3. Most iron tablets or capsules contain Ferrous Sulphate. The ingredient of Sulphur is a major contributor to constipation. Sulphur is a mineral in the body and necessary. But Sulphur in supplement form can be very tough to digest - the liver has terrible trouble with it as it exists naturally in the body and in foods, only in trace amounts not concentrated amounts. Switch your iron supplement and look for Ferrous Gluconate instead, which is far easier to digest and assimilate. I often recommend one excellent product Salus-Haus Floradix. Salus-Haus also do an Iron tonic that is yeast-free (suitable for women who suffer Candida) as well as an Iron tonic suitable for women who are breastfeeding. It also in liquid form and has other vitamins and nutrients added in.

4. Some people may even feel nausea after taking iron. For people who cannot digest iron at all - I recommend the Cell Salt Ferrum-phos 6x. These little tablets are made of milk sugar and are taken by dissolving in the mouth, on or under the tongue and are ingested through absorption over the mucous membranes and not the stomach. You take them 2-3x daily (or follow directions on container). They assist the body in making use of and assimilating any iron already included in one's diet. In other words, the uptake and procesing of iron which has been already digested, improves and becomes more efficient. Thus raising haemglobin in the blood. This method may not be as fast or as strong for some people with very low iron levels which need to be addressed immediately but it is a solution over time for people who have given up on the usual recommendations. If a person suffers from congestion and constipation- part of their underlying condition anyway is connected with poor assimilation of nutrients (for whatever reason) and taking this simple remedy is right for them.

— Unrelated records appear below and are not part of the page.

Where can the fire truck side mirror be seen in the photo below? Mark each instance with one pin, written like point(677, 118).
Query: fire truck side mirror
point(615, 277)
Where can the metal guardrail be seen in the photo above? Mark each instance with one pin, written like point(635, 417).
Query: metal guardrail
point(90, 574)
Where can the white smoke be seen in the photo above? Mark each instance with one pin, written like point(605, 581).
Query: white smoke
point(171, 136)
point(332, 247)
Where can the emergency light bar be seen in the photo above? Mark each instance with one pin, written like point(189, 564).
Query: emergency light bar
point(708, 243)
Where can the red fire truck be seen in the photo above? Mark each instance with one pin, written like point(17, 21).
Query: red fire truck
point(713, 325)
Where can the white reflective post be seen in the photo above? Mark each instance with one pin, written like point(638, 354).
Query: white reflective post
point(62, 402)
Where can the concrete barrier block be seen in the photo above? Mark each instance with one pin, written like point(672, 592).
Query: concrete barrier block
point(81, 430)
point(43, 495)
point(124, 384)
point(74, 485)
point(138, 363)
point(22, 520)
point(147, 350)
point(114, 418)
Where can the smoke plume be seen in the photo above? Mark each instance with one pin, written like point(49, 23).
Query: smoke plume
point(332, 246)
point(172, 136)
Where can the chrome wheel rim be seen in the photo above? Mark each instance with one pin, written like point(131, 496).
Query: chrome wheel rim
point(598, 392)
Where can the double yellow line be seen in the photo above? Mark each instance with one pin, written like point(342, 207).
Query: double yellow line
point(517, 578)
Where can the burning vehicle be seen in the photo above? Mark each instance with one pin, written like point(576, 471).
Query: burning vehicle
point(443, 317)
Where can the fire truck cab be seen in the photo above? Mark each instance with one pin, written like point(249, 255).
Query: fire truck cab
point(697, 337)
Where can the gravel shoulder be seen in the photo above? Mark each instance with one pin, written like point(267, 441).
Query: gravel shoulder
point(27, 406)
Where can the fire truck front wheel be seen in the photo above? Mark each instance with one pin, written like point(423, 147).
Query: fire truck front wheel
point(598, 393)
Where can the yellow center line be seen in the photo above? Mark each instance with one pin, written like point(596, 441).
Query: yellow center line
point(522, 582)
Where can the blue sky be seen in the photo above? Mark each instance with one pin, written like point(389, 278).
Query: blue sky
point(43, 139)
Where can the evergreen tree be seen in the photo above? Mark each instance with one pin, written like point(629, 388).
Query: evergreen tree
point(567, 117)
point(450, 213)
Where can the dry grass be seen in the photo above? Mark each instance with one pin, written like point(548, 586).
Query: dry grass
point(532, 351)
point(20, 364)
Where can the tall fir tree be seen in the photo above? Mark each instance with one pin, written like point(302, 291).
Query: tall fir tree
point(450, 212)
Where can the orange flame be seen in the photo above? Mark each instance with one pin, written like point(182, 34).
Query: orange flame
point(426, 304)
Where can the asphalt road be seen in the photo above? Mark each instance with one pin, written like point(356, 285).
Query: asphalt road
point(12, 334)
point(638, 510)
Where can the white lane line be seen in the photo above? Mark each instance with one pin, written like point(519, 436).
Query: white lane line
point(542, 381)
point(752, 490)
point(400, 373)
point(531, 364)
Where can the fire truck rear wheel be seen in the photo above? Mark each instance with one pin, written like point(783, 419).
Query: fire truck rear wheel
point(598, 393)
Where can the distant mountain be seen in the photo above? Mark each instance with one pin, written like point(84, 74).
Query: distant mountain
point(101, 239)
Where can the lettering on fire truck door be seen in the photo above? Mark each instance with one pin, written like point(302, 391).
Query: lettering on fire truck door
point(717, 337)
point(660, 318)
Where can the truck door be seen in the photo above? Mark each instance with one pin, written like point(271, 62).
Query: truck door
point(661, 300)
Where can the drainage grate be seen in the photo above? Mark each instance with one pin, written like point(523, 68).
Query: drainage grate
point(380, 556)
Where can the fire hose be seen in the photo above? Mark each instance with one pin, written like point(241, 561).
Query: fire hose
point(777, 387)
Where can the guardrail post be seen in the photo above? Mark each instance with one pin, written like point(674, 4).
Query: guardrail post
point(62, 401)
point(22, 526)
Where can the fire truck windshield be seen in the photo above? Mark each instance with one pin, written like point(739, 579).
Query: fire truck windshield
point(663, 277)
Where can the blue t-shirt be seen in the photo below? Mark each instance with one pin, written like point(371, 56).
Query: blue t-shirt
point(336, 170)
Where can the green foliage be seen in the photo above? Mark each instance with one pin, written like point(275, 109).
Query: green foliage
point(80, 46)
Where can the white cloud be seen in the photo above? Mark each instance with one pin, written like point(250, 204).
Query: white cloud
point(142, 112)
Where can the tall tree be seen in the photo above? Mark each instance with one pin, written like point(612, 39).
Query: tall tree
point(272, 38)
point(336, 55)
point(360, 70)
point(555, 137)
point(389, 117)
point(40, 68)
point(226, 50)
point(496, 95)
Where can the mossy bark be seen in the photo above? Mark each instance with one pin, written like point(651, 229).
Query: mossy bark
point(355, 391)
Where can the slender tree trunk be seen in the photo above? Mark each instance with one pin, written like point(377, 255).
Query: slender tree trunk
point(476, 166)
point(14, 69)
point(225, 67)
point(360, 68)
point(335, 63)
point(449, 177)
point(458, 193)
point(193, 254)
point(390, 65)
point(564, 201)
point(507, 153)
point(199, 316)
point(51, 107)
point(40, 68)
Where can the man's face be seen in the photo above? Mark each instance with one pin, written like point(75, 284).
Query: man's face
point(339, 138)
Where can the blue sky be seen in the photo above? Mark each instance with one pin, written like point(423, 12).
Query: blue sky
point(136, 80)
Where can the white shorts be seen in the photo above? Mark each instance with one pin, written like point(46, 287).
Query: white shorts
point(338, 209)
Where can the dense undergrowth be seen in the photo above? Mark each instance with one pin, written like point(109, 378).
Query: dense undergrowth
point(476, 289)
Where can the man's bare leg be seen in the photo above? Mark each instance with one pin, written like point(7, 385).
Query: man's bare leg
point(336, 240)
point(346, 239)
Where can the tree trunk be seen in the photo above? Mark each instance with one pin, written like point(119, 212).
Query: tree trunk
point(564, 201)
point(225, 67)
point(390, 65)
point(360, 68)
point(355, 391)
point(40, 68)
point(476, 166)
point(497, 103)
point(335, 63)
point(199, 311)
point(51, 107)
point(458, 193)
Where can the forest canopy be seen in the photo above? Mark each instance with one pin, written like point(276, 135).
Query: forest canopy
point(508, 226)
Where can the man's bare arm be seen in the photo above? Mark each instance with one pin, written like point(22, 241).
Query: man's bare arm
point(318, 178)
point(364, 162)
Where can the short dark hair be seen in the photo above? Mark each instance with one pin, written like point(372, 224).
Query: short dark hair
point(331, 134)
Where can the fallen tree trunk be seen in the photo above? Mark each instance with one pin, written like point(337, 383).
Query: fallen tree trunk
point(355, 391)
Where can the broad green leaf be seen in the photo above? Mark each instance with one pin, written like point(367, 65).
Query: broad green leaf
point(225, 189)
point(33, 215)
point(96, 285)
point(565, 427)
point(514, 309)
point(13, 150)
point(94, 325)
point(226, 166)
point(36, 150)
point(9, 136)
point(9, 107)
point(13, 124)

5. Many people with reduced blood haemoglobin levels are deficient in B12. And when iron supplementation does not work, B12 injections are offered as a treatment. Having an adequate supply of B-vitamins nourishes many different bodily functions. Taking iron but being low in B-Vitamins will affect how quickly you recover from anaemia. Another common accompanying deficiency is Copper. Supplementation with this mineral can help raise iron levels. How to tell if you may be low in Copper? You sometimes get electric shocks when touching metals and surfaces.

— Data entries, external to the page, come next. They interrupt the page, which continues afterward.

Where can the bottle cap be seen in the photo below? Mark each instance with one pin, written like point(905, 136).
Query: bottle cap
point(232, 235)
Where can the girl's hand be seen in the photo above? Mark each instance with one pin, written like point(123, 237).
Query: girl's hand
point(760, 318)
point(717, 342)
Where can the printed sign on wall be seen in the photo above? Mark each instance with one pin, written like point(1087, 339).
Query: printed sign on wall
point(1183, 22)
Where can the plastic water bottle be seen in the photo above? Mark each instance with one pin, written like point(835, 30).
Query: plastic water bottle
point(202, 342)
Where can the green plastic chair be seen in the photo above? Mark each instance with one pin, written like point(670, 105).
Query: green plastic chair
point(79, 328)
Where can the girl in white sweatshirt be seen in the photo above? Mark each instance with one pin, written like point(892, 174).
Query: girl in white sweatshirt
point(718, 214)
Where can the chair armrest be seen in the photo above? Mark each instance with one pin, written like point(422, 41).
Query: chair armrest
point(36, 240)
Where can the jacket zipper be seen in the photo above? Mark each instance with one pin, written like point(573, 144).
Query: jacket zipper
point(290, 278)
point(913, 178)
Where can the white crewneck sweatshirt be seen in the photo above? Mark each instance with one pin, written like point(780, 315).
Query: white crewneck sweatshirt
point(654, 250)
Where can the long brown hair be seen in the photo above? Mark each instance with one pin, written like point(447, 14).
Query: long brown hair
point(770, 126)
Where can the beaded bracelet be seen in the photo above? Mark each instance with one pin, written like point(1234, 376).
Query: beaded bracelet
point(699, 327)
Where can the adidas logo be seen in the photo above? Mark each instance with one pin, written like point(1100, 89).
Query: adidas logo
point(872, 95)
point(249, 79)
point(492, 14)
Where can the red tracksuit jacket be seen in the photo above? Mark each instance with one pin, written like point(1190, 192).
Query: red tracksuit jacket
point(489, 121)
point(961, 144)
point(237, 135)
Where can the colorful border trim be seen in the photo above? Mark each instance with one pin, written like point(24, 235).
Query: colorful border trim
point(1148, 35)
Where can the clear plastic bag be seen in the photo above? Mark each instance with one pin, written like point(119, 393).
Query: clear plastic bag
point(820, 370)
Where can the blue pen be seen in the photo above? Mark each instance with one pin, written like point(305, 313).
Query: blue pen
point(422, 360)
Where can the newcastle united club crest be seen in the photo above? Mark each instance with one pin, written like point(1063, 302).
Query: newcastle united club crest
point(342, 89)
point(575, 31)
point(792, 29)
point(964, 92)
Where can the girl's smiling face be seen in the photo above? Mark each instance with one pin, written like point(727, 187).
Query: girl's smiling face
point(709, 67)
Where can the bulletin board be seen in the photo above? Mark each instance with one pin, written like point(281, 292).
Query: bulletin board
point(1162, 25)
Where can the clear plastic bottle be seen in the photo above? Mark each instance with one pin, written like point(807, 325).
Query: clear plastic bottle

6. If you have assimilation problems and digestive issues - this affects all uptake of nutrients. Without addressing these issues, you may continue to suffer bouts of anemia and all iron supplementation acts only as a temporary solution. One important factor in anaemia is to avoid tea and coffee in your diet which deplete iron in the body.

7. What are your food sources for Iron? The best solution is often to look to your food. Dried fruits such as apricots, raisins and sultanas. This is a good source for people keeping an eye on weight-loss and who experience severe bloating as a result of constipation as a result of iron supplementation. Also leafy green vegetables such as spinach, cabbage, lettuce. Nuts and seeds (in particular pumpkin seeds). And wholegrains such as wheat and millet.

8. Some cases of anaemia also have accompanying health issues such as decreased blood pressure,and low energy as well as poor digestion and chronic underlying illnesses. Homeopathy can provide solutions in the treatment of anemia while at the same time addressing issues leading to its development. I would recommend seeking out help from a professional homeopath if all else is failing.